Blockdaemon's Konstantin Richter on serving 70% of top 500 crypto institutions and the coming DeFi pivot
May 28, 2025 with Konstantin Richter
Key Points
- Blockdaemon runs 250,000 nodes across 40 data centers and serves 70% of the top 500 institutions offering crypto, positioning itself as the load-bearing infrastructure layer for institutional digital asset adoption.
- The next phase of institutional crypto moves from basic holdings to borrowing, lending, and yield products, with traditional finance players building self-custody infrastructure instead of relying on third-party custodians.
- Blockdaemon shifted heavily into Asia after US regulatory pressure constrained domestic business, and founder Konstantin Richter expects AI-powered wallet tools to erode the user experience complexity that currently protects traditional banking's custody franchise.
Summary
Blockdaemon is the unglamorous but load-bearing layer underneath institutional crypto. The company runs 250,000 nodes across 40 data centers, connecting banks, fintechs, and asset managers to blockchain networks so they can hold, stake, and eventually earn yield on digital assets. 70% of the top 500 institutions offering crypto are Blockdaemon customers. JP Morgan, Goldman Sachs, and Citibank are all shareholders with board-level governance roles.
The DeFi pivot
Founder Konstantin Richter says the last five years were about getting institutions comfortable holding crypto. The next phase is borrowing and lending against those assets. Fintechs like Robinhood and PayPal, having enabled basic crypto purchases, are now exploring staking and DeFi yield products for their retail bases. Traditional finance players are separately working out how to custody crypto in their own infrastructure rather than pointing to a third-party custodian when something goes wrong.
Richter draws a sharp line between the last enterprise cycle — when companies tried to spin up permissioned Hyperledger chains as a way of "engaging with crypto" — and today, where L2 frameworks like Optimism, Arbitrum, and ZK Sync let companies build permissioned chains on public networks instead. Progress, but incremental.
Where traditional finance is most exposed
Richter's clearest concern is remittances. The IT stack at large TradFi institutions is deeply arcane — JP Morgan alone employs 100,000 engineers maintaining legacy systems — and pivoting off that infrastructure is slow. If institutions can't move fast enough, stablecoin rails from players like Coinbase absorb the use case instead.

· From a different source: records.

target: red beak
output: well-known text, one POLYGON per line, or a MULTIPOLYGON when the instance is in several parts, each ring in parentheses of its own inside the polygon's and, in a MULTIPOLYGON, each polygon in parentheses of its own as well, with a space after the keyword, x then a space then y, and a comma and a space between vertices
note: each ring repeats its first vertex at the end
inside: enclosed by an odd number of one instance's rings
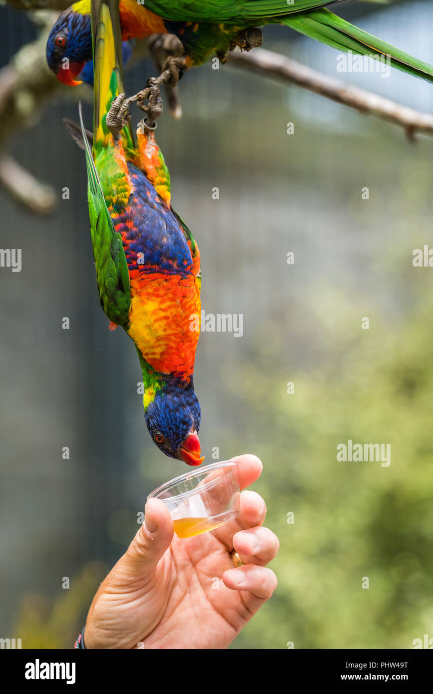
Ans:
POLYGON ((76 87, 77 85, 82 84, 80 81, 77 81, 74 78, 80 74, 85 65, 85 62, 70 62, 69 69, 64 69, 60 65, 57 71, 58 80, 69 87, 76 87))
POLYGON ((200 457, 200 441, 194 432, 189 434, 183 442, 180 450, 180 457, 187 465, 201 465, 205 459, 204 455, 200 457))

The custody business is the longer-term risk. Banks are paid primarily to hold assets on behalf of clients. Crypto's self-custodial architecture already replicates that function at near-zero cost. The barrier today is user experience complexity, which Richter expects AI to erode — Blockdaemon is building agentic wallet tooling that lets users issue plain-language commands to crypto networks rather than navigating raw transaction interfaces.
Emerging markets and regulation
Blockdaemon expanded heavily into Asia after US regulators and Operation Chokepoint 2.0 constrained its domestic business. Outside the US remains its largest market. Richter is skeptical that restrictive governments can contain crypto long-term, drawing the analogy to digital music piracy — once something is pixelated into ones and zeros, containment is a temporary measure at best.
On US regulation, Richter says a market structure bill is in progress and the current administration is more constructively engaged than its predecessor. His view is that early regulation will be imperfect, and durable progress requires the issue to hold bipartisan support — not just a Republican-cycle opening.